Sein Leben war die atemlose Hatz durch eine Subkultur, die dazu neigt, sich selber abzuschaffen. Man musste in der DDR kein Lebenskünstler sein, man kam mit ein paar Mark zurecht. Es gibt die DDR nicht mehr. Die Punks sind jetzt als Kreative gut bezahlt oder im Selbstmitleid erstarrt. Die Musiker, für die Aljoscha in der Gruppe Feeling B gesungen hat, sind nun als Rammstein unterwegs. Wenn jemand das System des Marktes tadellos begriffen hat, dann sie. Inzwischen rang Aljoscha um ihr einst besetztes Haus und rieb sich auf im Kleinkrieg mit den neuen Eigentümern. Aus Starrsinn und Protest zog er ins Wohnmobil. Und wenn die Sprache auf Aljoscha kam, dann lächelten die Punks von gestern mild. Ein Spinner, sagten sie. Ein Dilettant, der Künstler spiele, von erstaunlich sonnigem Gemüt. Die liebenswerte Nervensäge, dem die Wende als Vertreibung aus dem Paradies für Punks erschien.

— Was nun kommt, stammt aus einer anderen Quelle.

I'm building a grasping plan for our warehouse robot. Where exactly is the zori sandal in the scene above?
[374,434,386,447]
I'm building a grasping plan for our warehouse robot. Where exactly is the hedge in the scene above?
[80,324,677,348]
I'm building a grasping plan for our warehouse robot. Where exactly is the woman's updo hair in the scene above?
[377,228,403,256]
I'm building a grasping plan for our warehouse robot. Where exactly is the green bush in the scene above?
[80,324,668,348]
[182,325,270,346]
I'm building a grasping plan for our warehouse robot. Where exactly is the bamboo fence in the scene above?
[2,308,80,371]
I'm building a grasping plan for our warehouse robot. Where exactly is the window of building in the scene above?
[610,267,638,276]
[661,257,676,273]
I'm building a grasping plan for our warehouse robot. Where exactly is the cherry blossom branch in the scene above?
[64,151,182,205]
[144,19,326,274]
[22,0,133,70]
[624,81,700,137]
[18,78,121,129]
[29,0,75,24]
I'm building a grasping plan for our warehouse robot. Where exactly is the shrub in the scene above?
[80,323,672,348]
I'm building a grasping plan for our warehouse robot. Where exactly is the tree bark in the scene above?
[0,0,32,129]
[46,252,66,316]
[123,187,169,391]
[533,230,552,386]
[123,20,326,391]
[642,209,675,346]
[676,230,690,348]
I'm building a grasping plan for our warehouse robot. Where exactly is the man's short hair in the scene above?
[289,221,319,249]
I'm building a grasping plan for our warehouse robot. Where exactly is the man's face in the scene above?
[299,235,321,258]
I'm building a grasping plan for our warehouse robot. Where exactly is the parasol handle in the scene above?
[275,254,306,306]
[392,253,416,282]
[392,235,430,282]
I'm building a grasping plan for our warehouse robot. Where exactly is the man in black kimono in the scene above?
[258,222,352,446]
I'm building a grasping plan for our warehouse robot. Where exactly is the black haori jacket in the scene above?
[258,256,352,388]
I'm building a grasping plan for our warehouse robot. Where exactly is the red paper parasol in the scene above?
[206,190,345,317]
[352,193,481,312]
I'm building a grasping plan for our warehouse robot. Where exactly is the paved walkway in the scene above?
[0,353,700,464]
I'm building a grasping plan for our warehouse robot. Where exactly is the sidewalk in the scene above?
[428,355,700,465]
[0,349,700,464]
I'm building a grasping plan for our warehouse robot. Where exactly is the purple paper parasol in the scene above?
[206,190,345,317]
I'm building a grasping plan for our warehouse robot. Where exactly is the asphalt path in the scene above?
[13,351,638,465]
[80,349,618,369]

Am 19.12. um 14.30 Uhr, wird Aljoscha Rompe auf dem Zentralfriedhof Friedrichsfelde beigesetzt. Am Abend findet in der Kulturbrauerei ein Gedenkkonzert mit den Hinterbliebenen von Feeling B, mit Freygang, den Anderen und der Bolschewistischen Kurkapelle statt.